Споткнувшись о камень, я упала, распластавшись на горячем песке. Снова. Ноги стёрлись в кровь, и единственное, о чём я могла мечтать – это глоток воды. Замерев, прикрыла глаза, пытаясь перебороть головокружение. Вода, набранная в небольшую фляжку, положенную Арзулом, закончилась ещё вчера; пищевые таблетки и того раньше.
Яркое жгучее солнце стояло высоко над головой. Казалось, я высохла изнутри: глаза распухли от песчаных ветров; кожа на лице и руках давно потрескалась и покрылась волдырями, похожими на чешуйки бунии – так плотно они покрывали тело. Я не знала, что лучше – идти босиком, обжигая пятки раскалённым песком, или продолжать путь в ботинках, несмотря на кровавые мозоли и набившийся внутрь песок.
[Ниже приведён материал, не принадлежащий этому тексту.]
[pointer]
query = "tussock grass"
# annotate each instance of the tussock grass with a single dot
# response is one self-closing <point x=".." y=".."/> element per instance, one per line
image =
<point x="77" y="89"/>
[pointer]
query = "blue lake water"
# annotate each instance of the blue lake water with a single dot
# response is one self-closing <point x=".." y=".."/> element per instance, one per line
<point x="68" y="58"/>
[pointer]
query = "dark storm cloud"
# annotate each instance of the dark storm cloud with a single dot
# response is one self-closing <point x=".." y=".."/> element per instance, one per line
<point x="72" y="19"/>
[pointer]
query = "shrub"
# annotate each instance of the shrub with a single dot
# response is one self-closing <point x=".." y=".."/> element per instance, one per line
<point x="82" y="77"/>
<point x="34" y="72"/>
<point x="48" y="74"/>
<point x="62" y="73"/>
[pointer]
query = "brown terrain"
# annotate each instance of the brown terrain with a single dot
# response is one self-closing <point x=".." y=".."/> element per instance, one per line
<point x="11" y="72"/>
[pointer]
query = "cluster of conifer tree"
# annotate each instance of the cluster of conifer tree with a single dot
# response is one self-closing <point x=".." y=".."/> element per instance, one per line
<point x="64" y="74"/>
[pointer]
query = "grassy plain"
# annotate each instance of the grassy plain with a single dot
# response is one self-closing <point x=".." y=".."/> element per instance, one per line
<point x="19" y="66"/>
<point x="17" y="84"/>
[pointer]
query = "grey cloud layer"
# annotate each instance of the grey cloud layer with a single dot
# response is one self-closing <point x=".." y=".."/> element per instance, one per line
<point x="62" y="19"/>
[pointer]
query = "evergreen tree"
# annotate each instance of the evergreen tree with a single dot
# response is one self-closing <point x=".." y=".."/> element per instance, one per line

Всего пару недель назад я считала, что смогу всё. Освобожу сестру, сдвину горы, закрыв Фильтр навсегда, и заставлю расти деревья там, где захочется. Но сейчас я лежала ничком на горячем бесконечном песчаном море, ноги кровоточили, а горло сжималось в безмолвном крике. Я бы рассмеялась, если бы хватило сил. Глупая Оливия, решившая, что сможет выжить в пустыне, валяется в лохмотьях, умирая от жажды.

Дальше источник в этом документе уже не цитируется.